G20 – Viola Davis Wields Grit, Gravitas, and Gunfire in a Glossy Shadow of Blockbusters Past
Release Date : 10 Apr 2025
G20 is less a presidential thriller than a high-budget cosplay of one.
Director: Patricia Riggen
Writers: Caitlin Parrish & Erica Weiss and Logan Miller & Noah Miller
Starring: Viola Davis, Anthony Anderson, Marsai Martin, Ramón Rodríguez, Douglas Hodge, Elizabeth Marvel, Sabrina Impacciatore, Christopher Farrar, Antony Starr
Stars : 2.5
In G20, Viola Davis stars as President Danielle Sutton, a wartime hero turned reluctant action star, thrust into the center of a hostage crisis at an international summit. It’s a setup that knowingly echoes Air Force One, Olympus Has Fallen, and the pantheon of political-action thrillers where heads of state become unexpected saviors. But in this post-truth, post-glory era of entertainment, G20 doesn’t so much reinvent the formula as it runs it through a streaming-era filter—glossy, loud, and oddly hollow.
Directed by Patricia Riggen, G20 opens with promise. A global conference in Cape Town turns violent as a mercenary-led siege unfolds, and President Sutton—accompanied by her bickering First Family—is forced into survival mode. There’s a vest, a pistol, some bruising hand-to-hand combat, and the inevitable speech about courage. In lesser hands, this setup would be a disaster. But Viola Davis, even when the material barely supports her, never phones it in. She smolders with purpose, balancing physical tenacity with presidential steel, and gives her character a core of earned emotional depth. If G20 has a heartbeat, it’s hers.
And yet, the movie seems confused about its own pulse. It flirts with satire but won’t commit. It drops hints of socio-political commentary—deepfake disinformation, crypto-funded chaos, vague nods to systemic inequality—but treats them like window dressing. What could’ve been a sharp, timely thriller ends up chasing cliché with a straight face. The villain, played with twitchy menace by Antony Starr, is a cardboard cutout from the International Terrorist Starter Pack, and his motivations are so muddled they collapse under even basic scrutiny.

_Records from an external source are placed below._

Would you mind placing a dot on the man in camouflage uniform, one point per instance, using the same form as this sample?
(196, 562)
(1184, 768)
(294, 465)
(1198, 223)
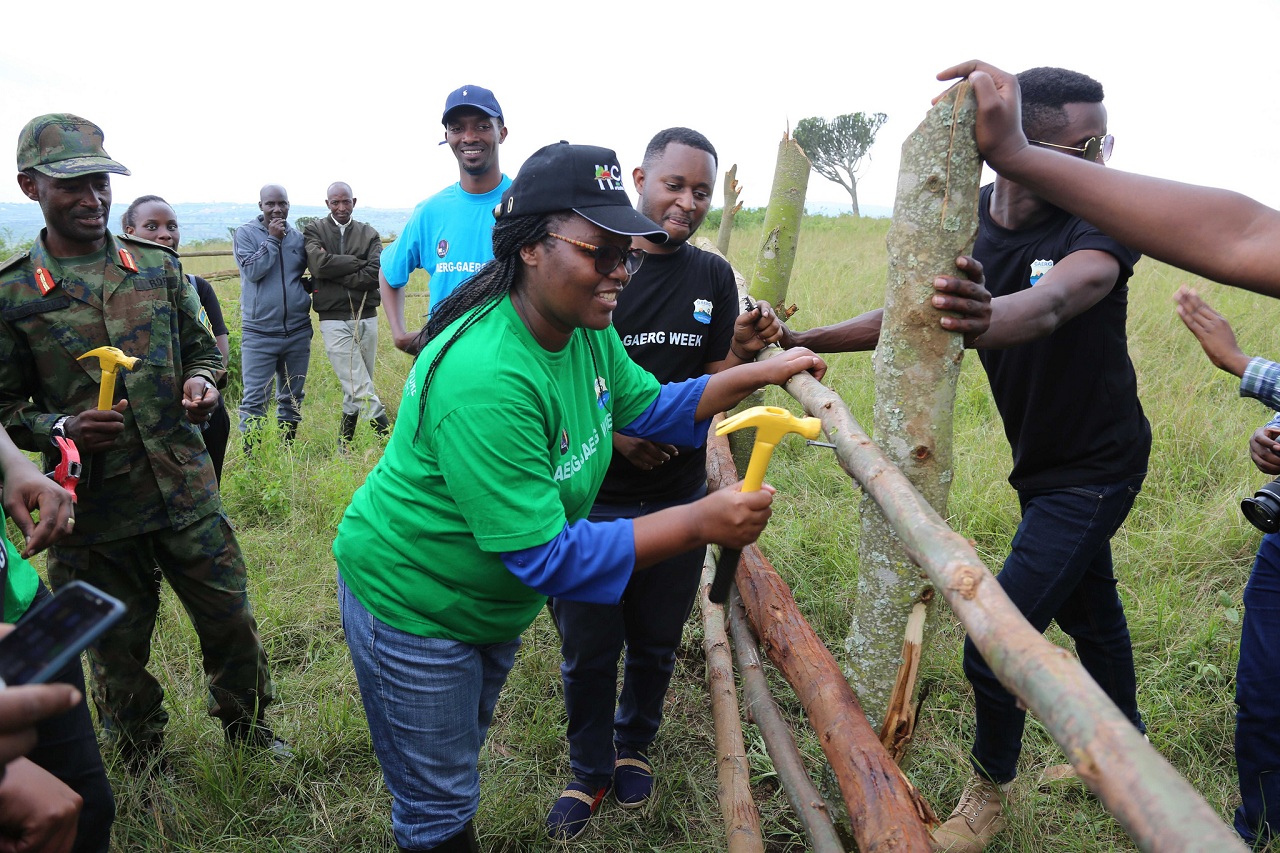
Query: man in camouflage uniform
(156, 502)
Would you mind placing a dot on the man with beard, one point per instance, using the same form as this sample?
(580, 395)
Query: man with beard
(449, 233)
(275, 314)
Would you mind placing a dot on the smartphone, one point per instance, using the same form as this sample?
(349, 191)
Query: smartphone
(55, 632)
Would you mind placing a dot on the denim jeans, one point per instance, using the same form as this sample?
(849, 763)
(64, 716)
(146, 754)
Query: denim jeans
(649, 623)
(1059, 568)
(429, 703)
(266, 360)
(1257, 696)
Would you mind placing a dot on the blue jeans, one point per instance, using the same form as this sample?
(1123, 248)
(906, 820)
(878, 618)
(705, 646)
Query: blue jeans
(1257, 696)
(649, 623)
(429, 703)
(1059, 568)
(283, 361)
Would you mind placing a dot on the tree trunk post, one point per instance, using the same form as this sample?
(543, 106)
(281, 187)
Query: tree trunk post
(917, 366)
(731, 206)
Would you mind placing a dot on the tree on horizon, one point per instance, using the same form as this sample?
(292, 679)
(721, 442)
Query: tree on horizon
(836, 147)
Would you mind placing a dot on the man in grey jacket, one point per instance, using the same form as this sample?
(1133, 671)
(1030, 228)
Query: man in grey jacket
(275, 314)
(343, 255)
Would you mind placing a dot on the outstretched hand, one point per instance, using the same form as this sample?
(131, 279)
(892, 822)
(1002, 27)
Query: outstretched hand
(1000, 114)
(1212, 331)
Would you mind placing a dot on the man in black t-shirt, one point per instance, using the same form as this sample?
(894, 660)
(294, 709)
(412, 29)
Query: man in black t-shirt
(676, 319)
(1057, 360)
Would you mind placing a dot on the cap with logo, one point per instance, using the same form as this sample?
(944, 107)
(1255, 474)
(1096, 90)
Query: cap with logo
(583, 178)
(476, 96)
(64, 146)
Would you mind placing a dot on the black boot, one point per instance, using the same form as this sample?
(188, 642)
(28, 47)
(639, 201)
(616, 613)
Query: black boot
(464, 842)
(347, 429)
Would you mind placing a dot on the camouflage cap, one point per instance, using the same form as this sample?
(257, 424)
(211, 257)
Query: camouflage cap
(64, 146)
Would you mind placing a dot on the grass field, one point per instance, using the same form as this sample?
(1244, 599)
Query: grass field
(1182, 560)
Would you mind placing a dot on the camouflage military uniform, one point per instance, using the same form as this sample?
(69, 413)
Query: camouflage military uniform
(158, 503)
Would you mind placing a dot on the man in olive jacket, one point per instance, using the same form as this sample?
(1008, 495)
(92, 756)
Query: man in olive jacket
(343, 258)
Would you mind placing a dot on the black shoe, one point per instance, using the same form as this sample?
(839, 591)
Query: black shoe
(347, 429)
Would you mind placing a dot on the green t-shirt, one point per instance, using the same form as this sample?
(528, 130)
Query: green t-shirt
(21, 579)
(515, 442)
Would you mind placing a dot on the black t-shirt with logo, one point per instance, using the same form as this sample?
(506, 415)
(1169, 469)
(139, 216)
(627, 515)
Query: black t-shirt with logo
(1069, 401)
(675, 316)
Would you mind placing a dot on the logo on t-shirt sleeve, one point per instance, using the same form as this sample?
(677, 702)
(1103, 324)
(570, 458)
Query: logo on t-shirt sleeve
(703, 311)
(1038, 269)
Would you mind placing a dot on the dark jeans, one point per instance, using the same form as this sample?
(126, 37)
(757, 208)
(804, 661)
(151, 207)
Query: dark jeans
(649, 623)
(1257, 696)
(1059, 568)
(67, 748)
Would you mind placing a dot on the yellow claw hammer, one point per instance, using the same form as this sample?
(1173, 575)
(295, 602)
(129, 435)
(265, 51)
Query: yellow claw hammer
(110, 360)
(771, 424)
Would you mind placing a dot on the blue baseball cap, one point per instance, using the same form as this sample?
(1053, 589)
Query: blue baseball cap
(476, 96)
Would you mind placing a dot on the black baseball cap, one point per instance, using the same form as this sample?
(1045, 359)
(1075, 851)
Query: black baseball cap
(583, 178)
(476, 96)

The action is kinetic but inconsistent. A few standout beats—a hallway fight lit by flickering chandeliers, a cheeky “Let’s dance, Madame President” one-liner before a brawl—remind you that Riggen has an eye for theatrical flair. But for every inspired moment, there are clunky cuts, unmotivated camera moves, and a lack of spatial clarity. It’s action choreography by algorithm—never quite incoherent, but rarely exhilarating.
There’s also a nagging sense that G20 wants to be more iconic than it is. Scenes linger just long enough to imply they were imagined as GIFs and trailer fodder. Davis slipping on red sneakers beneath a torn presidential gown? That’s a marketing pitch, not a plot beat. Teen daughter turned ace hacker? Check. Comic-relief foreign leaders? Check. A snipey press corps and noble Secret Service agent with a hidden crush? Check and check. Every trope is present, but none are reinvented.
What’s more interesting—if accidental—is what G20 reveals about the state of the action genre in the streaming age. This isn’t a blockbuster so much as the memory of one, stitched together with glossy production and familiar faces, meant to be half-watched on a Thursday night. It gestures toward gravitas while winking at its own absurdity, but never lands fully in camp or sincerity. It doesn’t challenge or thrill; it mimics.
Still, Davis is a force. Even in a film this formulaic, she commands every frame. There’s dignity in her performance, even as the plot flounders around her. If Widows and The Woman King allowed her to redefine what an action heroine could be, G20 is content to simply let her play dress-up in the genre’s old clothes. She elevates every line, every glance, every standoff—but she can’t rescue the film from its own middling ambitions.
G20 is less a presidential thriller than a high-budget cosplay of one. Viola Davis brings credibility and commitment to a movie that only occasionally deserves her. For fans of throwback action or Davis completists, it might scratch an itch. For everyone else, it’s a reminder that even the strongest actors can only do so much when the story is running on fumes.